While brands have a long track record of paying to appear in music videos – Lady Gaga’s 2010 “Telephone” video featured nine different branded products alone – a new trend is emerging of brands becoming music video directors in their own right.
Which brands are Top of the Pops?
Most recently Volvo teamed up with Swedish House Mafia as part of its efforts to ramp up the brand’s association with Scandanavian design and lifestyle. The music trio’s video for new track “Leave the World Behind” features Volvo’s XC60 car twisting its way through the Swedish seaside throughout.
The trend is particularly prominent among car marques. In April, Arianna’s video for “Sexy People” featuring US rapper Pitbull also features a number of scenes from a 2012 Fiat commercial.
Elsewhere in the car industry, Chevrolet’s overt tie up with US band OK Go in their “Needing/Getting” video was the most shared ad of 2012, with more than 1.2 million shares across social media and 25.6 million views, according to Unruly.
In 2013 brands such as Carlsberg, which released an interactive music video for solo artist Axwell earlier this month; Pepsi, which created the official “Mirrors” video for Beyonce; and H&M which also features in a Beyonce music video – “Standing On The Sun” – have all tapped into this growing trend, which experts predict is only likely to grow in the coming months.
The power of [consumer] love
Dan Best, planning director at Unruly Media, thinks this is because advertisers are looking to take their role as content creators more seriously but the biggest change is that in these types of videos, brand prominence is clear.
He adds: “Some advertisers are beginning to realise overt branding doesn’t affect the consumer enjoying and sharing the content with their social networks, providing it’s emotionally engaging. This prominence makes it far easier for brand managers to measure the value of their investment.”

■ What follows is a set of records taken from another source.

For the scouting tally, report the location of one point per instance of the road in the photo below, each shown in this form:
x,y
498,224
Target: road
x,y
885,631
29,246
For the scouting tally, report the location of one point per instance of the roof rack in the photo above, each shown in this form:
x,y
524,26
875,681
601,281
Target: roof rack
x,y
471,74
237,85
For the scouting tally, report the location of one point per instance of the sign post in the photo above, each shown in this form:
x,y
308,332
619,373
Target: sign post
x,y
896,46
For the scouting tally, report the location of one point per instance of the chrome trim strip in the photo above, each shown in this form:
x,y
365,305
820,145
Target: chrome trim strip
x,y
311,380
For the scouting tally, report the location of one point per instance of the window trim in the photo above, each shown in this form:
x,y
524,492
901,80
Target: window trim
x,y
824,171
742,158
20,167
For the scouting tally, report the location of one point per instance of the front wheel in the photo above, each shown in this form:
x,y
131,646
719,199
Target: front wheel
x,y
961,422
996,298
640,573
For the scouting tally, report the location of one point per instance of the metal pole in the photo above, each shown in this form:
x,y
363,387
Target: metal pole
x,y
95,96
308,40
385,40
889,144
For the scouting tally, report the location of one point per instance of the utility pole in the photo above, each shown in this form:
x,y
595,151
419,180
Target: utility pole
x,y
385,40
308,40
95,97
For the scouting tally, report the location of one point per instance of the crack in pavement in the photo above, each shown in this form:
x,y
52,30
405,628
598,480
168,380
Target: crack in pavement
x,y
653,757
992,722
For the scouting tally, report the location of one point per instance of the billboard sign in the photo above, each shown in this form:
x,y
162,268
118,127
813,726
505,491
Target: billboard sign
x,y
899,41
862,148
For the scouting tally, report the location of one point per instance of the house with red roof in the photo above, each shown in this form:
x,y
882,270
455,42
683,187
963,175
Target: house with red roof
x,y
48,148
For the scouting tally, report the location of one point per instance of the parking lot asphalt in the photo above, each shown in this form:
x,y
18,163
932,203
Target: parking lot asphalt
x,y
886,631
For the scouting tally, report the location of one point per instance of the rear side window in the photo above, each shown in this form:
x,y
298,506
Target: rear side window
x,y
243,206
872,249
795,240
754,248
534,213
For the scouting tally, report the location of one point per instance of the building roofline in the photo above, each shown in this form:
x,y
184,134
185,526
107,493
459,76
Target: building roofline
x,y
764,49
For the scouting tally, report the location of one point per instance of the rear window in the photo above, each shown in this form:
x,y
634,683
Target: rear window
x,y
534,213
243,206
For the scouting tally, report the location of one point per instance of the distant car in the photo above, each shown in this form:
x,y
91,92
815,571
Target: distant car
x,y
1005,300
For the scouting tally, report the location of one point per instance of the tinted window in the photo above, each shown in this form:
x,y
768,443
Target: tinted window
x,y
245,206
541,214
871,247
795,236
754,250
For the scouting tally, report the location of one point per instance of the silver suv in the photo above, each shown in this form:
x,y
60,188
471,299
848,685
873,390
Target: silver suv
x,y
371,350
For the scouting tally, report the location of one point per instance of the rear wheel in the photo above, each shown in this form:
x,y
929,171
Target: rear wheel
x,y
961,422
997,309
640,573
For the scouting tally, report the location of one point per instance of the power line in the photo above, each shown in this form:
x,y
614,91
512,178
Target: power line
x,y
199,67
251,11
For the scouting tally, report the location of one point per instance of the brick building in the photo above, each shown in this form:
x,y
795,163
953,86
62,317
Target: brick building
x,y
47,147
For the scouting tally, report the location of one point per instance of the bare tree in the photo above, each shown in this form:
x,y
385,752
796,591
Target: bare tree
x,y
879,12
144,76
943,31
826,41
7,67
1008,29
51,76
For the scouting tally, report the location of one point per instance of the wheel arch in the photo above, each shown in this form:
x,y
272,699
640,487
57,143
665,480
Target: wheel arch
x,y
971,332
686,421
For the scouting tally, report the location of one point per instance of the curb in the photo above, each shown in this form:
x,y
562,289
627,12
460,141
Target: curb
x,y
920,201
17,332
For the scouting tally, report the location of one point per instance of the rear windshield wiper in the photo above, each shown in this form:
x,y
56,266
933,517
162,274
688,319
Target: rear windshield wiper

US research from music video streaming service Vevo, in partnership with UM and neuroscience research agency Neuro Insight, found music videos strike “by far” a stronger emotional chord in viewers compared with TV or online series and that viewers who watch an advert during a music video are more likely to encode it to memory than if they had watched it in a TV commercial break. A UK version of the study is being released later this year.
Nic Jones, Vevo’s vice president of international, says music videos are an ideal way to connect with fans, drive revenue and to tell stories.
He adds: “Music is something that people feel really passionate about. It’s a really compelling way of connecting fans to the artists they love, so it’s not at all surprising that brands want to be a part of that. In terms of engagement, we have 11 million monthly viewers in the UK, so it’s a huge audience to target.”
Get by with a little help from your friends
Rebecca Shears, UK and Ireland head of marketing for printing and personal systems at HP, which has created a number of music videos and live streams of gigs to promote its in-built Beats Audio functionality, says artist tie-ups are the ideal way to tap into 18 to 35 year-old consumers’ most popular passion point.
She advises, however, that brands must “understand their strengths” and have a reason to create such content otherwise consumers could be immediately turned off.
“Context is really important. Lots of brands want to get involved in music but you have to understand what your strengths are and maybe partner with people who can bring something to the table [as HP has done with the likes of the NME, Last.fm, Guardian and Universal Music Group to promote its music marketing events and videos],” she adds.